You might especially enjoy such photo ops, Flagger; I've made a page on our family website that's called Then and Now, where I place a picture from years past next to a current one- so this year, I can line up his Easter pics and let family/friends really see how much he's grown.

Not to say you have to go all out at holidays- this past year for Christmas we took a big family (my parents, sister/BIL, me, DH, & DS) trip to Telluride and didn't exchange gifts. Santa brought DS a coloring book, and his sweet aunt and uncle got him a reading book, and he was totally thrilled with both. We figure it's one of the last years we could be cheap and him not think he was cheated out of something.... :)

kapow
04-18-2003, 06:05 PM
What a great story! :)

egoldber
04-18-2003, 06:50 PM
I have to agree with the others. Holidays are a time for family. So I completely agree with not buying a ton of gifts, especially the first few years. (But be prepared with a list of things you would like for Cocoa for the next 6 months or so, so that you can have a quick answer for other folks who WILL want to get her gifts.) And this last holiday season, when Sarah was around 16 months, she got a huge kick out of opening gifts, watching others open gifts, her younger cousins got a kick out of helping her open gifts, etc. So while she won't remember her first holidays, you and your DW will, and she will enjoy hearing about it when she is older.

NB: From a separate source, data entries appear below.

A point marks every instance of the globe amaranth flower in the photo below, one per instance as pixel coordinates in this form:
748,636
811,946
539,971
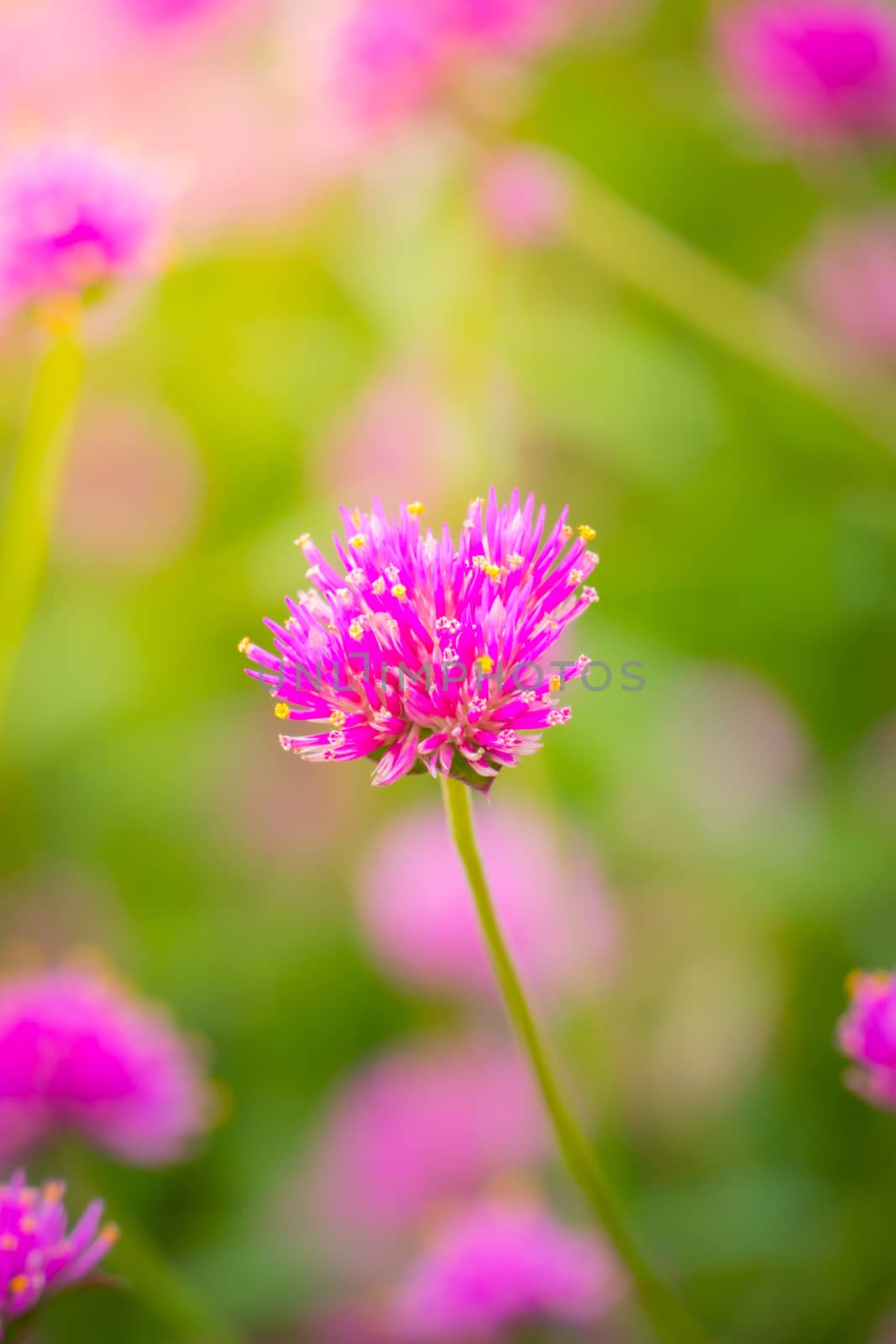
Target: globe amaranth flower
391,55
38,1254
78,1054
815,69
422,1126
499,1265
70,219
423,654
849,276
550,900
867,1034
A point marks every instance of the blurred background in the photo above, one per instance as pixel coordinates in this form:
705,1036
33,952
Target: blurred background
593,269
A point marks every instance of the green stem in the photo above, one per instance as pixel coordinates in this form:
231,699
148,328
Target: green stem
669,1319
641,253
34,490
167,1294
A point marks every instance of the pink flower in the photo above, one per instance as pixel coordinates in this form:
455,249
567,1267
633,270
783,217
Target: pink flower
416,1128
71,218
500,1265
815,67
867,1034
38,1256
550,900
523,197
851,280
391,55
78,1053
427,656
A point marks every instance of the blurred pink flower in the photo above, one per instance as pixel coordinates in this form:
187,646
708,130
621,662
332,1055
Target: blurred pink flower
390,55
555,914
867,1034
71,217
500,1265
815,67
38,1254
419,1126
76,1053
523,195
741,750
132,491
849,275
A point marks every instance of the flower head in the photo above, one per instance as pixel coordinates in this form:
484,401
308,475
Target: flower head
815,67
867,1034
76,1053
71,218
38,1256
423,654
550,900
414,1129
391,55
500,1265
849,276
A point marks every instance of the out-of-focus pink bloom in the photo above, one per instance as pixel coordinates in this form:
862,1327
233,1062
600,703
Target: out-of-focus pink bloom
76,1053
849,276
815,67
523,197
38,1253
867,1034
416,1128
425,656
132,491
741,750
164,13
391,55
500,1265
550,900
70,218
376,444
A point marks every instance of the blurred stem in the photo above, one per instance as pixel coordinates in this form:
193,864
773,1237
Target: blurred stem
167,1294
34,490
641,253
669,1319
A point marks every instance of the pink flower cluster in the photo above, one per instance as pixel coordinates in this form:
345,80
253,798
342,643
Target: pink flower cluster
392,54
849,275
70,218
867,1034
499,1265
38,1256
414,1129
421,652
76,1053
819,69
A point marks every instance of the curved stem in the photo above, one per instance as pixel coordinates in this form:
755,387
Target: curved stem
34,490
669,1319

And as far as birthdays go, you don't need to do a huge celebration. But we invited over a few of Sarah's playmates and a couple neighborhood kids. She had a really good time, I made her a special "big girl" party dress and everyone had a lot of fun. Again, I think a lot of these things are about traditions and memories, but not about the gifts. And your first child will only turn one once.

But of course, you and your DW need to work out your own family traditions and do what will be special for your family.

HTH,

stella
04-18-2003, 08:22 PM
I may be wrong, but I doubt it. (that's the name of Charles Barclay's new book - I saw him today on Oprah - and I think it applies here.)

Dont' even bother saying what you are and aren't going to do, because once that little Cocoa enters the world, you'll be a changed man. I don't care how prepared you think you are. It's mind-boggling.

My dh was Mr. Practicality and so tight when it came to discretionary spending, and now nothing but the finest will do for our babies (22 mos and 5 months). We have more toys and more things that dh bought because he thinks the babies will really like it. Even if it's for 3 year olds or exorbitantly expensive.

You may not want to go overboard on Christmas, but I wouldn't miss the photo ops for anything. We didn't buy our little boy much for his 1st Christmas (he was 6 months), but part of the reason was that we were bursting at the seams with his stuff already. Get ready to be overtaken by giant plastic gear all through your house. I'm pretty convinced it's unavoidable.

Like you said, the baby may not appreciate the holiday, but YOU will and you will laugh at the idea that you were going to just skip it.

Good Luck!

ddmarsh
04-18-2003, 10:16 PM
Creating holiday memories with my children is so incredible I often pause and wonder what on earth will be the point of continuing holidays when they're "too big" for it all. There is honestly nothing like it on earth, particularly when they begin to become aware of it but even beforehand I really enjoy it. I agree with what someone above mentioned about life post-child(ren) - you really can't anticipate what it is going to be like and I think for most people it turns out to be far more than you could have possibly dreamed. Enjoy it, they really are little for such a short time.